Round a decimal to the nearest quarter in C#

Question

Is there a simple way in c# to round a decimal to the nearest quarter i.e. x.0, x.25, x.50 x.75 for example 0.21 would round to 0.25, 5.03 would round to 5.0

Thanks

Answer 1

Alternatively, you can use UltimateRoundingFunction given in this blog: http://rajputyh.blogspot.in/2014/09/the-ultimate-rounding-function.html

//amountToRound => input amount
//nearestOf => .25 if round to quater, 0.01 for rounding to 1 cent, 1 for rounding to $1
//fairness => btween 0 to 0.9999999___.
//            0 means floor and 0.99999... means ceiling. But for ceiling, I would recommend, Math.Ceiling
//            0.5 = Standard Rounding function. It will round up the border case. i.e. 1.5 to 2 and not 1.
//            0.4999999... non-standard rounding function.

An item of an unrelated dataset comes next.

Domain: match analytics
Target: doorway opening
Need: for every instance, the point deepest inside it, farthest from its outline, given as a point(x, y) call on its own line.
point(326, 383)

Where border case is rounded down. i.e. 1.5 to 1 and not 2.
//            0.75 means first 75% values will be rounded down, rest 25% value will be rounded up.
decimal UltimateRoundingFunction(decimal amountToRound, decimal nearstOf, decimal fairness)
{
    return Math.Floor(amountToRound / nearstOf + fairness) * nearstOf;
}

Call below for standard rounding. i.e. 1.125 will be rounded to 1.25

UltimateRoundingFunction(amountToRound, 0.25m, 0.5m);

Call below for rounding down border values. i.e. 1.125 will be rounded to 1.00

UltimateRoundingFunction(amountToRound, 0.25m, 0.4999999999999999m);

So called "Banker's Rounding" is not possible with UltimateRoundingFunction, you have to go with paxdiablo's answer for that support :)

Answer 2

Multiply it by four, round it as you need to an integer, then divide it by four again:

x = Math.Round (x * 4, MidpointRounding.ToEven) / 4;

The various options for rounding, and their explanations, can be found in this excellent answer here :-)